Wie treedt Mij tegemoet, zodat Ik het hem zou vergelden........? Je kunt geen rechten bij God opeisen. Hij is niemand iets schuldig. Maar wie Hem kent en Hem liefheeft weet dat Hij een overvloedig gevende God is. Zelfs als er zaken zijn die Hij je - zoals dat voelt - onthoudt, dan heeft Hij daar een hele goede reden voor, en Hij hoeft zich niet te verantwoorden. Ook daarin zoekt Hij het beste voor jou en Zijn Koninkrijk.  Alles wat onder heel de hemel is, is van Mij..........zegt God, daarom kunnen wij niets eisen maar ook niets geven, want alles waarover we beschikken is van Hem. 

Job 41:3-8
3. Ik zal niet zwijgen over zijn ledematen,
over zijn geweldige kracht,
en over de fraaiheid van zijn gestalte.
4. Wie zou de bovenkant van zijn gewaad durven opslaan?
Wie durft zijn dubbele pantser te benaderen?
5. Wie kan de deuren van zijn gezicht openen?
Rondom zijn tanden is verschrikking.
6. Zeer machtig zijn zijn sterke schilden,
elk gesloten als met een nauwsluitend zegel.
7. Het ene zit zo dicht op het andere,
dat de wind er niet tussen kan komen.
8. Zij kleven aan elkaar,
zij grijpen in elkaar en kunnen niet gescheiden worden.

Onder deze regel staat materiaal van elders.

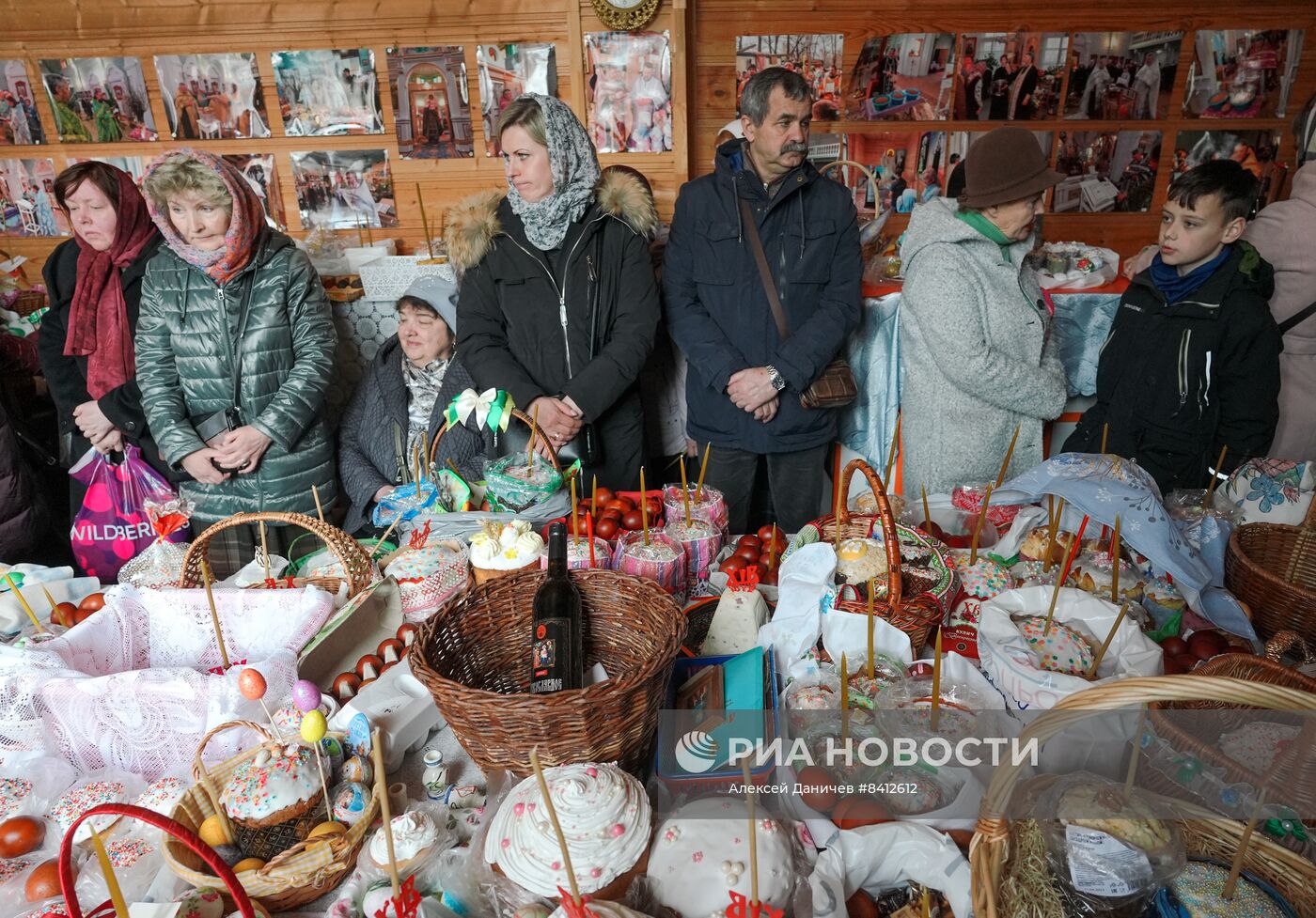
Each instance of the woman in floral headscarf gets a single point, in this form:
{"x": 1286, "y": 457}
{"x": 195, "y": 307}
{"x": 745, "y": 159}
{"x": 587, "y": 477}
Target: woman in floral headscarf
{"x": 234, "y": 350}
{"x": 558, "y": 303}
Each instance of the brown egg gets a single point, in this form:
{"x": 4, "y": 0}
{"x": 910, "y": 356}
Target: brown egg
{"x": 854, "y": 812}
{"x": 22, "y": 835}
{"x": 43, "y": 881}
{"x": 818, "y": 788}
{"x": 861, "y": 905}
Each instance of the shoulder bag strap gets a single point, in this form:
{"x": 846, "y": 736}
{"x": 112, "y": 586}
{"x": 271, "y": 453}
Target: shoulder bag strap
{"x": 756, "y": 246}
{"x": 1296, "y": 319}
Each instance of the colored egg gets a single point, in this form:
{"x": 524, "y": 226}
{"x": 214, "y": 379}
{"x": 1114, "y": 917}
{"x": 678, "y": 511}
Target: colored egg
{"x": 22, "y": 835}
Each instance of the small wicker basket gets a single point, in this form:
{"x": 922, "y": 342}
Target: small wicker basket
{"x": 915, "y": 604}
{"x": 474, "y": 658}
{"x": 300, "y": 875}
{"x": 355, "y": 560}
{"x": 1204, "y": 832}
{"x": 1273, "y": 569}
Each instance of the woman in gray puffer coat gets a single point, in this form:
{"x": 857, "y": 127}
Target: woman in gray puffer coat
{"x": 234, "y": 351}
{"x": 978, "y": 357}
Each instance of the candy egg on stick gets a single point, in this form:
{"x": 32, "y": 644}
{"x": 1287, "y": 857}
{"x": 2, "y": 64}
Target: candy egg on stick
{"x": 313, "y": 727}
{"x": 253, "y": 688}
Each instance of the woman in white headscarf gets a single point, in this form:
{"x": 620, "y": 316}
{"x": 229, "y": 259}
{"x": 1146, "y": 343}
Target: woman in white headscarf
{"x": 558, "y": 303}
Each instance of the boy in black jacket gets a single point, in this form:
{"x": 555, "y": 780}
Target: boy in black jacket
{"x": 1193, "y": 359}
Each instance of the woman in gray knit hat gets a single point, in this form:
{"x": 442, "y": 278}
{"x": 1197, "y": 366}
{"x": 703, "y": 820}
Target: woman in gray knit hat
{"x": 399, "y": 405}
{"x": 977, "y": 351}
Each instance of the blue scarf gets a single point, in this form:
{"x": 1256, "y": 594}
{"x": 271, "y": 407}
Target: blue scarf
{"x": 1174, "y": 286}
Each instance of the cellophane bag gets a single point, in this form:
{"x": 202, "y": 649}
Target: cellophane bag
{"x": 161, "y": 563}
{"x": 112, "y": 525}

Ik zal niet zwijgen over zijn ledematen........ nu gaat God de macht en glorie beschrijven van het bijzondere wezen dat door Hem geschapen is, en hij wijst daarbij op de details. Maar ook zijn kracht is zo geweldig. En zijn gestalte is indrukwekkend en fraai. Wie zou de bovenkant van zijn gewaad durven opslaan........?  volgens de studiebijbel kan dit ook betekenen "het afstropen of villen van de bovenhuid" (een soortgelijke taal constructie vindt men in Jes. 25:7 waar de sluier van de volken wordt weggenomen.) Wie durft zijn dubbele pantser te benaderen.......? Met zwaarden en harpoenen kom je daar niet doorheen. Wie kan de deuren van zijn gezicht openen......?  die muil durft geen mens aan te raken en dan die verschrikkelijke tanden die tevoorschijn komen. In de volgende drie verzen worden de schubben beschreven. Die sluiten zo dicht op elkaar aan dat wind en water er niet doordringt. Het grijpt zo nauw in elkaar zodat niets het uit elkaar kan trekken.

Job 41:9-12
9. Zijn niesen laat een licht schijnen, en zijn ogen zijn als de oogleden van de dageraad.
10. Uit zijn bek komen fakkels, vurige vonken ontsnappen eruit.
11. Uit zijn neusgaten komt rook, zoals bij een kokende ketel en een smeulend riet.
12. Zijn adem zet kolen in brand, uit zijn bek komt een vlam.

9. Zijn niesen laat een licht schijnen, en zijn ogen zijn als de oogleden van de dageraad.
10. Uit zijn bek komen fakkels, vurige vonken ontsnappen eruit.
11. Uit zijn neusgaten komt rook, zoals bij een kokende ketel en een smeulend riet.
12. Zijn adem zet kolen in brand, uit zijn bek komt een vlam.